• Nachtcafé#1



    Die junge Frau mit den tief grünen Augen war maximal siebzehn, noch
    eher ein Kind als eine Erwachsene. Zwar war an ihrem Gesicht und Körper
    kaum mehr etwas kindliches zu sehen, doch strahlten ihre Augen die
    Naivität und Frische der Jungend aus die nur bei jungen Leuten zu sehen
    ist.


    "Deine Augen sind wie die Bäume im August" hatte ihre
    Schwester immer zu ihr gesagt, als sie noch jünger waren. Doch auch im
    August scheint es Regen zu geben, denn ein glasiger Schatten legte sich
    über ihre Augen, als sie das Gesicht in die Hände vergrub, um die Welt
    um sich herum auszusperren und zu verdunkeln.

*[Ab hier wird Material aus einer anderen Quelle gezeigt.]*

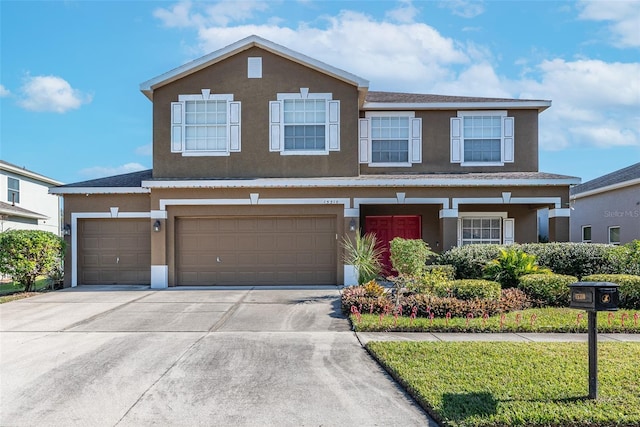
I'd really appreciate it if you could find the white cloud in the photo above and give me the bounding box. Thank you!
[19,76,91,113]
[135,144,153,156]
[79,163,148,179]
[578,0,640,48]
[440,0,484,18]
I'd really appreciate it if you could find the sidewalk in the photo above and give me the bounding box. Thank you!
[355,332,640,345]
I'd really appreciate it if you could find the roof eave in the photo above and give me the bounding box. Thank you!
[140,35,369,101]
[362,100,551,113]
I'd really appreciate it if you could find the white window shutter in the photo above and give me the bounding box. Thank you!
[171,102,184,153]
[502,117,515,163]
[411,118,422,163]
[227,101,240,153]
[327,101,340,151]
[269,101,284,151]
[451,117,462,163]
[358,119,371,163]
[502,218,516,245]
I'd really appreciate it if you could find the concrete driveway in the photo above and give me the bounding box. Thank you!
[0,287,436,426]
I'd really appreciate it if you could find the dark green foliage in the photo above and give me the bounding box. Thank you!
[484,247,549,288]
[607,240,640,276]
[433,279,500,301]
[0,230,65,292]
[436,245,502,279]
[389,237,435,276]
[518,274,578,307]
[424,264,456,280]
[519,242,616,278]
[582,274,640,310]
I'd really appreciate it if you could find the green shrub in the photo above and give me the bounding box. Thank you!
[424,264,456,280]
[433,279,501,301]
[518,242,617,278]
[389,237,435,276]
[518,274,578,307]
[484,248,549,288]
[436,244,503,279]
[342,230,383,285]
[582,274,640,310]
[607,240,640,276]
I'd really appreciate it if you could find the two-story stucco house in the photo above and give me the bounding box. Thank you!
[0,160,62,235]
[53,36,579,288]
[570,163,640,245]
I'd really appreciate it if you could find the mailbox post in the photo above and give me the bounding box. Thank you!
[569,282,620,399]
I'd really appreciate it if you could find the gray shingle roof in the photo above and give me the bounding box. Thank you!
[571,163,640,195]
[56,169,152,188]
[366,91,543,103]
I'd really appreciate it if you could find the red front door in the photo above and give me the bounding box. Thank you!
[364,215,422,275]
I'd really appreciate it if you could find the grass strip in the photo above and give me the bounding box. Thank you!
[367,342,640,427]
[350,308,640,333]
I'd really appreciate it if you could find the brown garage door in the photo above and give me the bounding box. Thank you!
[78,218,151,285]
[176,216,337,286]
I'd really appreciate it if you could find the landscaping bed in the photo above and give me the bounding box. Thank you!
[367,342,640,427]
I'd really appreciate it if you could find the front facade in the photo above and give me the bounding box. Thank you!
[52,36,579,287]
[571,163,640,245]
[0,160,62,235]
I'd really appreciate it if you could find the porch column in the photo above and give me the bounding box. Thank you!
[151,210,169,289]
[549,208,571,242]
[439,209,458,252]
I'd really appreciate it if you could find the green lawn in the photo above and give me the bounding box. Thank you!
[367,342,640,427]
[350,308,640,333]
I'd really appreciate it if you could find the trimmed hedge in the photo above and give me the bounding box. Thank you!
[518,274,578,307]
[433,279,501,301]
[582,274,640,310]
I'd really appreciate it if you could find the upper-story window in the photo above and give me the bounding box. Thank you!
[451,111,514,166]
[269,88,340,155]
[7,176,20,203]
[171,90,240,156]
[359,111,422,166]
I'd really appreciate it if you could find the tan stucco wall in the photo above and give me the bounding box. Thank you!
[360,110,538,174]
[153,47,358,178]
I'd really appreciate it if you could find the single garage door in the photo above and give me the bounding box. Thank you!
[78,218,151,285]
[176,216,337,286]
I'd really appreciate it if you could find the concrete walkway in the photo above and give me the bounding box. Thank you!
[0,287,436,426]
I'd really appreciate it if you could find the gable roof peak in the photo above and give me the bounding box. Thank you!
[140,35,369,101]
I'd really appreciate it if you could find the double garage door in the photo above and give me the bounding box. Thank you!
[175,216,337,286]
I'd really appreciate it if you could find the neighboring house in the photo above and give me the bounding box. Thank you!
[0,160,62,235]
[571,163,640,245]
[52,36,579,288]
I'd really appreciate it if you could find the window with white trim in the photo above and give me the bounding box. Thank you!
[451,111,514,166]
[359,111,422,166]
[458,212,515,246]
[269,88,340,155]
[171,89,240,156]
[7,176,20,203]
[609,226,620,245]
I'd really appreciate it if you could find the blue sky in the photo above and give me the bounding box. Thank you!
[0,0,640,183]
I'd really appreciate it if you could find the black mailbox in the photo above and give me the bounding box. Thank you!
[569,282,620,311]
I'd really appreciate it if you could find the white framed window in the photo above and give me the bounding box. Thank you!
[269,88,340,155]
[608,225,620,245]
[171,89,240,156]
[450,111,515,166]
[458,212,515,246]
[358,111,422,167]
[7,176,20,204]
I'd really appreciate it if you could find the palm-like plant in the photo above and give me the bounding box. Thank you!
[342,230,384,285]
[484,249,551,288]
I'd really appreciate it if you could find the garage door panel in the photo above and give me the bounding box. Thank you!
[176,217,337,285]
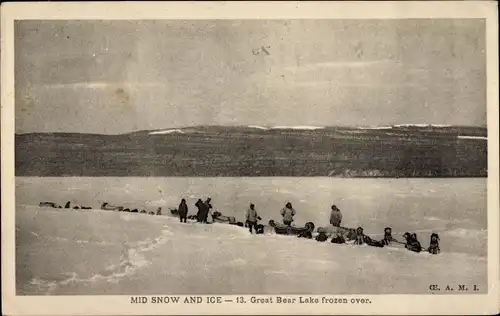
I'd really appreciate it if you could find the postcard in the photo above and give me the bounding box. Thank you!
[1,1,500,315]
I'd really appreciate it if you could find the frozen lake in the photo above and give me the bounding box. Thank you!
[16,177,487,295]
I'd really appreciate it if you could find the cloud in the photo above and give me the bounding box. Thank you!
[286,59,399,71]
[44,82,165,89]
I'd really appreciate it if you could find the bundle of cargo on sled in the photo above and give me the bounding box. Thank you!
[170,208,244,227]
[269,220,315,236]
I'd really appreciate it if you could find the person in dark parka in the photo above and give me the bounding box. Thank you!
[178,199,188,223]
[204,198,213,223]
[195,199,208,223]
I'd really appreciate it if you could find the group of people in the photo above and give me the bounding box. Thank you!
[176,198,213,224]
[246,202,441,254]
[44,198,441,254]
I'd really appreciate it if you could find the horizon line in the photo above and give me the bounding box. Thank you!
[14,123,488,136]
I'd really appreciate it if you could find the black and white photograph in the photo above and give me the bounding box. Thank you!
[2,1,498,314]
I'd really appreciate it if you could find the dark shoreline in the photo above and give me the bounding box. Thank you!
[15,127,488,178]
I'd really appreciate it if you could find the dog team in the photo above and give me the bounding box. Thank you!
[40,198,441,254]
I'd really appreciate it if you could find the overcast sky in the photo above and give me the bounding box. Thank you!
[15,19,486,134]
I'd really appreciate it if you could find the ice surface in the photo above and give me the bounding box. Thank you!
[16,178,487,295]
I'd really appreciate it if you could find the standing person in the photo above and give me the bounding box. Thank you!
[204,198,213,223]
[330,204,342,227]
[280,202,295,226]
[245,203,260,234]
[195,199,207,223]
[177,199,188,223]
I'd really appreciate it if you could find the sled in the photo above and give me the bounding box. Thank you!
[269,220,314,236]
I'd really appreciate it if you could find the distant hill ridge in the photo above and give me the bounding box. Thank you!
[15,125,488,177]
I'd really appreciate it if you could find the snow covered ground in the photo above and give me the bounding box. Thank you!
[16,178,487,295]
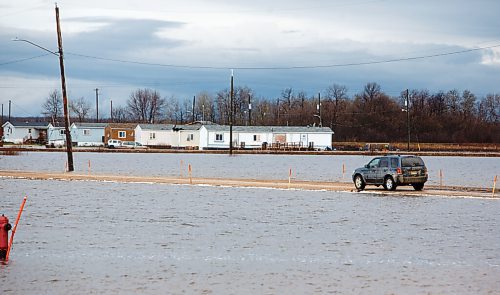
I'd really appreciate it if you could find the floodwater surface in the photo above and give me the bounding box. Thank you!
[0,152,500,188]
[0,179,500,294]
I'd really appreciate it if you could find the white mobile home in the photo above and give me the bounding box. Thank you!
[200,125,333,149]
[2,121,49,144]
[135,124,177,147]
[71,123,108,146]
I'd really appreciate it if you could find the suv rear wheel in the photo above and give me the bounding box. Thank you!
[354,174,365,191]
[384,176,396,191]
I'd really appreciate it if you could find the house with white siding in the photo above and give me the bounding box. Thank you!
[135,124,201,149]
[199,125,333,149]
[2,121,49,144]
[71,123,108,146]
[47,123,66,147]
[135,124,177,147]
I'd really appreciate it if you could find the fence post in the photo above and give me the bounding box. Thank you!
[491,175,498,198]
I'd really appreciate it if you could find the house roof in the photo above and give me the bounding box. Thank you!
[73,123,108,128]
[137,124,201,131]
[204,125,333,134]
[107,123,138,129]
[137,124,174,130]
[2,121,49,128]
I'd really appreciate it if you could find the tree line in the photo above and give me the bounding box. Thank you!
[42,83,500,143]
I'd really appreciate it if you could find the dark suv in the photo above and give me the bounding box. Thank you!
[352,156,428,191]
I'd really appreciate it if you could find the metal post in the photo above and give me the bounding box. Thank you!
[56,5,75,172]
[229,70,233,156]
[248,93,252,126]
[191,96,196,123]
[94,88,99,123]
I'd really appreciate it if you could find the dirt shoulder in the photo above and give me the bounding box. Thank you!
[0,170,500,199]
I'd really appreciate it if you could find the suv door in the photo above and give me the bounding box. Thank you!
[365,158,380,183]
[375,157,390,183]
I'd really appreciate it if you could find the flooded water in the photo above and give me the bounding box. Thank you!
[0,178,500,294]
[0,152,500,188]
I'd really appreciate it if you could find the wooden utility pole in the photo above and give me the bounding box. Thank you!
[229,70,233,156]
[405,89,411,151]
[94,88,99,123]
[191,96,196,123]
[318,92,323,127]
[56,4,75,172]
[248,93,252,126]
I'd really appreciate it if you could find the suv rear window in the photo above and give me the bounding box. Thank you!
[401,157,425,167]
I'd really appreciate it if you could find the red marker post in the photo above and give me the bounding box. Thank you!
[5,197,28,263]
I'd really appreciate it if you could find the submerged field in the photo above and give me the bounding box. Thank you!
[0,179,500,294]
[0,153,500,294]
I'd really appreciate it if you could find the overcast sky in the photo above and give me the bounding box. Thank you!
[0,0,500,116]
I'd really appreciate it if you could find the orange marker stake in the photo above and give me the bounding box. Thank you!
[5,197,28,262]
[491,175,498,197]
[188,164,193,184]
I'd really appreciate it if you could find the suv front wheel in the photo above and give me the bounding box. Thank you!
[412,183,424,191]
[384,176,396,191]
[354,174,365,191]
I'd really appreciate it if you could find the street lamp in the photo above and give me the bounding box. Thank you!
[402,89,411,151]
[313,114,323,127]
[12,4,75,172]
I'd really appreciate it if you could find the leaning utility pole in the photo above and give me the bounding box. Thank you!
[405,89,410,151]
[94,88,99,123]
[318,92,323,127]
[248,93,252,126]
[56,4,75,172]
[229,70,233,156]
[191,96,196,123]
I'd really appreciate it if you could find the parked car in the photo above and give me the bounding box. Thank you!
[122,141,146,149]
[108,139,122,149]
[352,155,428,191]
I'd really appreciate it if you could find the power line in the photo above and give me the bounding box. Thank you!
[0,53,49,66]
[66,44,500,70]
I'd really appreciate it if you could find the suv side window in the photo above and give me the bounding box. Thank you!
[391,158,399,168]
[368,158,380,168]
[379,158,389,168]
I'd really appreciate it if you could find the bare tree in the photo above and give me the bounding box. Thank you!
[111,106,129,123]
[127,89,166,123]
[42,90,62,126]
[69,97,92,123]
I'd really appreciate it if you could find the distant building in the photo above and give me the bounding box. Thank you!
[2,121,49,144]
[71,123,108,146]
[104,123,137,144]
[199,125,333,149]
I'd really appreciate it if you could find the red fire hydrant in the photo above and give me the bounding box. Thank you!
[0,214,12,260]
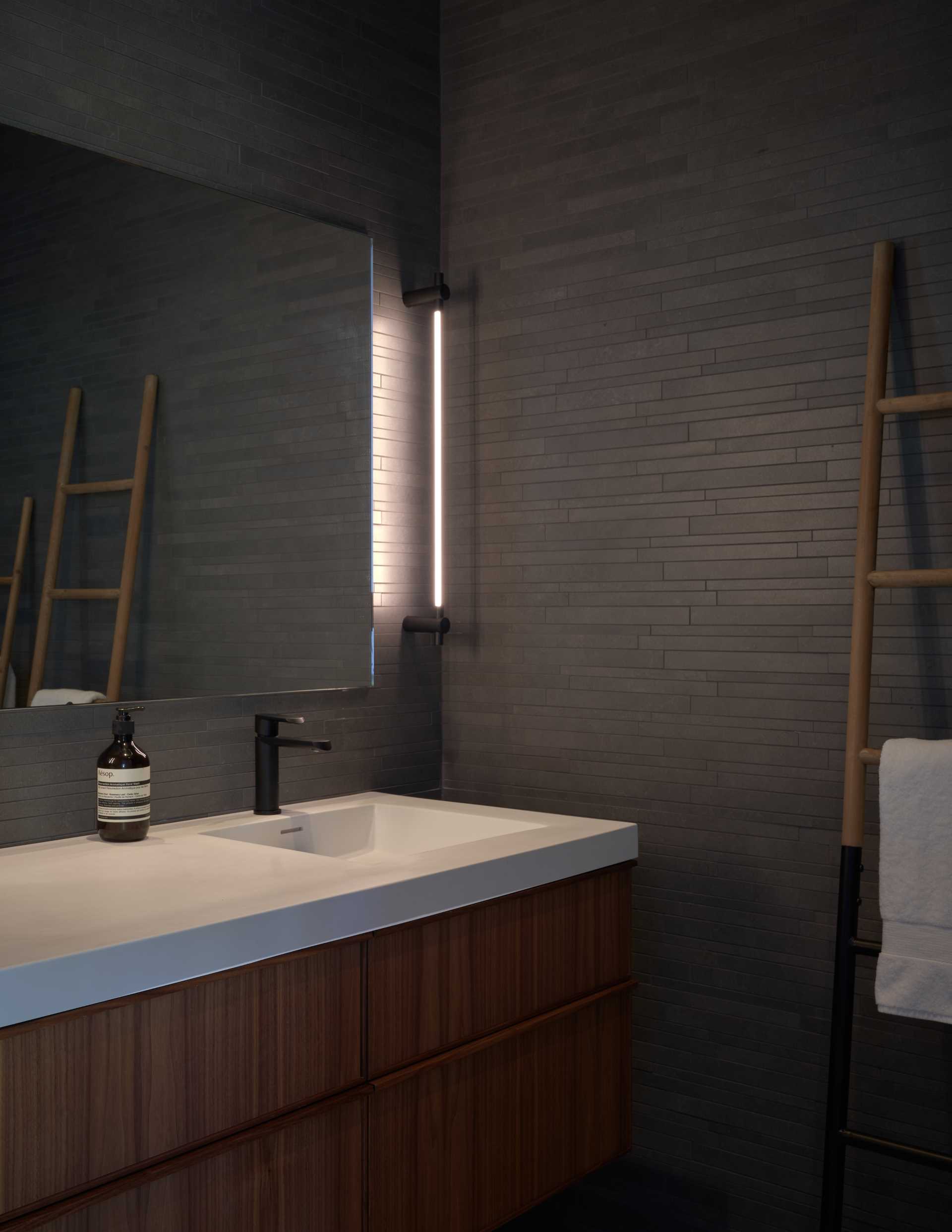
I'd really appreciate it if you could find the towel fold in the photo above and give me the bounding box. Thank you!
[876,739,952,1023]
[30,689,106,706]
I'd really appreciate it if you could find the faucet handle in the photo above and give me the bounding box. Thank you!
[255,714,304,736]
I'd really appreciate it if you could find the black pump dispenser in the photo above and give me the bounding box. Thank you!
[112,706,139,736]
[96,706,152,843]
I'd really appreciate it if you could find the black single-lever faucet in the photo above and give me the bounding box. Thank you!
[255,714,330,813]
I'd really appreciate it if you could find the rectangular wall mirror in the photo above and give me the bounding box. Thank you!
[0,127,373,707]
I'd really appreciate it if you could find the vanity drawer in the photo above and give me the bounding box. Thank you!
[25,1098,366,1232]
[367,987,631,1232]
[367,864,631,1077]
[0,941,362,1214]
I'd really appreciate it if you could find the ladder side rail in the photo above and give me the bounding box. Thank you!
[820,240,895,1232]
[842,240,895,848]
[0,496,33,706]
[26,386,82,706]
[106,373,159,701]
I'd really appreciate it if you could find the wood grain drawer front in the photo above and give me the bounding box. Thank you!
[367,992,631,1232]
[23,1099,366,1232]
[367,866,631,1077]
[0,942,361,1214]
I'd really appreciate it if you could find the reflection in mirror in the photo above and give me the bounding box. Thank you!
[0,125,372,706]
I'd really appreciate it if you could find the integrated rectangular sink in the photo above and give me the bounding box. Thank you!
[204,802,544,861]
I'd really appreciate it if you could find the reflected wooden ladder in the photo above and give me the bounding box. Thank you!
[0,496,33,706]
[27,374,159,706]
[820,240,952,1232]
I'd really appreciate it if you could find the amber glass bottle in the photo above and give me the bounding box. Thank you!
[96,706,152,843]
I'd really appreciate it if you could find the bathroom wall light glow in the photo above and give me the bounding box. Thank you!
[433,308,443,615]
[403,274,450,645]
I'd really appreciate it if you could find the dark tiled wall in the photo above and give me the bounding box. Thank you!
[0,125,372,704]
[0,0,440,843]
[443,0,952,1232]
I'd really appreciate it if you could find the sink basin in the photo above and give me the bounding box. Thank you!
[204,802,543,861]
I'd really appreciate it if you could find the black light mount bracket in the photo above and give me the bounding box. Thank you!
[403,612,450,645]
[403,271,450,308]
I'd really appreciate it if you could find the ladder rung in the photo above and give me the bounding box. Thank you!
[866,569,952,587]
[61,479,132,496]
[876,393,952,415]
[47,587,119,599]
[840,1130,952,1169]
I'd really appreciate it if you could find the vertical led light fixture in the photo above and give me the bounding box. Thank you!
[433,303,443,616]
[403,274,450,645]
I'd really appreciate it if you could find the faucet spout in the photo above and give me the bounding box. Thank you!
[255,714,331,816]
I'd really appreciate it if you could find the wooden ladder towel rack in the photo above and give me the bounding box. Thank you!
[820,240,952,1232]
[27,374,159,706]
[0,496,33,706]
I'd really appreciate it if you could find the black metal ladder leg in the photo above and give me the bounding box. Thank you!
[820,846,862,1232]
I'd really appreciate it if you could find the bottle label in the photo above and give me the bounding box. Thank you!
[96,766,152,821]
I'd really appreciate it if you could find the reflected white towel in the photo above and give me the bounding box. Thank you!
[30,689,106,706]
[876,739,952,1023]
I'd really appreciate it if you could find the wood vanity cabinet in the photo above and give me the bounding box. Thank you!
[25,1097,366,1232]
[0,865,631,1232]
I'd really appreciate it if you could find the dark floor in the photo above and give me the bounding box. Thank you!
[500,1158,729,1232]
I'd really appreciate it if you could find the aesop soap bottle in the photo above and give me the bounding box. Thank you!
[96,706,152,843]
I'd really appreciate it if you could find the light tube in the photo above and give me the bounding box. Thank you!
[433,308,443,611]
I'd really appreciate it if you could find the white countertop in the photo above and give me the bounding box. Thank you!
[0,792,638,1026]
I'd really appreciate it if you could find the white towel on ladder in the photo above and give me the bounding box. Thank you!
[876,739,952,1023]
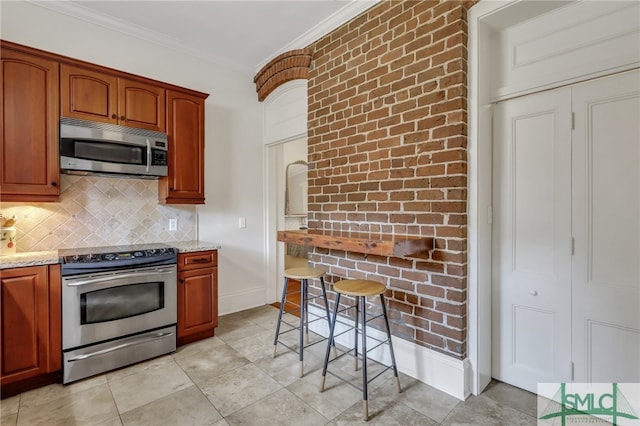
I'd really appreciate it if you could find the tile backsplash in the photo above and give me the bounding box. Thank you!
[0,175,198,252]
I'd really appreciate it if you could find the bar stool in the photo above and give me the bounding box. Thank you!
[273,266,331,377]
[320,280,402,421]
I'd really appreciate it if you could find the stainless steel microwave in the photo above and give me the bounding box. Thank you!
[60,117,168,179]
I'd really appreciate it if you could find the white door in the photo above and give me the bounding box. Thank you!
[492,89,571,392]
[572,70,640,383]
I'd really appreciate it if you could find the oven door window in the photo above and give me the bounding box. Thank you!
[80,281,164,324]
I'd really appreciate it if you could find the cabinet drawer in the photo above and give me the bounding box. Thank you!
[178,250,218,271]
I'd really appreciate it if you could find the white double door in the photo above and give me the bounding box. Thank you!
[492,70,640,392]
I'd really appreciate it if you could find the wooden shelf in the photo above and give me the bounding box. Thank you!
[278,229,433,257]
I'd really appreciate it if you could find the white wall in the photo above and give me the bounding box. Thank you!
[0,1,266,314]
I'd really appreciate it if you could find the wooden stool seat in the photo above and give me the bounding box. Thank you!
[333,280,387,297]
[284,266,327,280]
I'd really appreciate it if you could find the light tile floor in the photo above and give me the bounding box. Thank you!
[0,306,536,426]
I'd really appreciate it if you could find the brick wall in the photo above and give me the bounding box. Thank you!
[308,0,473,358]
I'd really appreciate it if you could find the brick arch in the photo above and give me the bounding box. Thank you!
[253,49,311,102]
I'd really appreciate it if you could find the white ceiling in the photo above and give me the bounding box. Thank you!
[38,0,379,74]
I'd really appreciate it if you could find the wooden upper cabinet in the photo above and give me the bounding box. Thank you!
[158,90,205,204]
[60,64,118,124]
[60,64,166,132]
[118,78,166,132]
[0,47,60,202]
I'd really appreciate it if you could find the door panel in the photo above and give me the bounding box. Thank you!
[492,89,571,392]
[572,70,640,382]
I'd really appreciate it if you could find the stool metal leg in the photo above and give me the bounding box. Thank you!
[300,279,307,377]
[353,296,360,371]
[273,277,289,358]
[380,294,402,392]
[356,296,370,421]
[320,293,340,392]
[320,277,336,349]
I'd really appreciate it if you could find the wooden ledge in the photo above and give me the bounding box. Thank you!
[278,229,433,257]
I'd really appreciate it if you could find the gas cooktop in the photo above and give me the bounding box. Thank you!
[58,243,178,275]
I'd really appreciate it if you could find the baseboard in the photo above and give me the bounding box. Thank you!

Zusammengekauert saß sie
    auf ihrem Bett, den Kopf an die Knie gepresst, während die Sturzbäche
    sie überfluteten und sich das Sommergewitter ihrer Augen in voller
    Stärke ergoss. Ertrinken wollte sie an ihren eigenen Tränen. Ersticken
    an dem rauen Jeansstoff ihrer Hose. Erlischen sollte der ewig grüne
    August.
    Ihr Vater, noch immer im Arbeitsanzug und mit
    Aktentasche, klopfte an die helle Tür des Kinderzimmers. Zögernd drückte
    er die Türklinke runter, als er keine Antwort hörte. Es ergab sich der
    Anblick seiner Tochter, die weinend ihren Kopf hebte, um ihn in Kaskaden
    der Bestürzung zu ertränken. Was war los? Was vermochte seinem Engel,
    seinem ein und alles solchen Kummer bereiten, dass sie in solcher Trauer
    schwimmt?


    Er wollte sie fragen was passiert sei, doch sprach ihr Blick in tausend Bänden, um seine Lippen zu versiegeln.
    Sie
    wollte nicht sprechen. Sie wollte nicht hören. Sie wollte nicht sehen.
    Sie sehnte sich nur nach seinen starken Armen, in denen sie sich wiegen
    konnte, wie ein Schiff auf hoher See. In denen die Welt noch klein war
    und sie noch kleiner.
    Wie einem unausgesprochenem Hilfeschrei
    folgend kroch er zu seiner Tochter ins Bett, legte seine Arme um sie,
    zog sie an sich ran und tätschelte ihr den Kopf. Als würde er einen Damm
    brechen fing seine Tochter an noch heftigere Regengüsse zu weinen. Wie
    vom Wind geschütteltes Espenlaub klammerte sie sich bei jedem Heulkrampf
    an ihn und er drückte sie immer fester an sich, um sich schließlich mit
    ihr in seinen armen hin und her zu wiegen, wie er es schon tausendmal
    zuvor gemacht hatte, wenn sie sehr krank war oder schlecht schlafen
    konnte. Doch war das schon lange her gewesen.
    Was war nur aus der
    Zeit geworden? Wo war sie so plötzlich hin verschwunden? Ihm packte die
    Angst er hätte seine Tochter über die letzten Jahre verloren, dass
    realisierend umschloss er sie noch ein wenig fester, als wollte er sich
    die letzten Jahre zurück wünschen, als wollte sein kleines Mädchen
    zurück.


    Die Schatten wurden länger und es verging eine ganze
    Zeit, bis das Mädchen mit den grünen Augen keine Kraft mehr zum wispern,
    zum schütteln und zum weinen hatte. Bis die warmen Arme ihres Vaters
    sie ausgetrocknet haben und in wohligen Schlaf wiegen konnten. Doch es
    dauerte noch bis der Vater sich traute sein wertvollstes Gut aus den
    Händen zu lassen. Wie ein Seefahrer der sich nicht eher Schlaf gönnt bis
    der Sturm vorbei ist harrte er noch neben seiner Tochter aus und erst
    als die Schatten zu Dunkelheit wurden wagte er es aufzustehen, seine
    Tochter zuzudecken und an Land zu gehen.
    Ja friedlich
    lag sie da. In schweren traumlosen Schlaf gefallen wie man es nur kann
    wenn einem das Herz zu schwach für jegliche neue Regung ist. Als wäre
    nichts passiert schlummerte sie in ihrem unscheinbarem Bett. Das Mädchen
    mit den tief grünen Augen und...


    in ihrer Hand, noch immer fest umklammert, die Quittung für die Babyschuhe die nun doch nicht mehr gebraucht werden.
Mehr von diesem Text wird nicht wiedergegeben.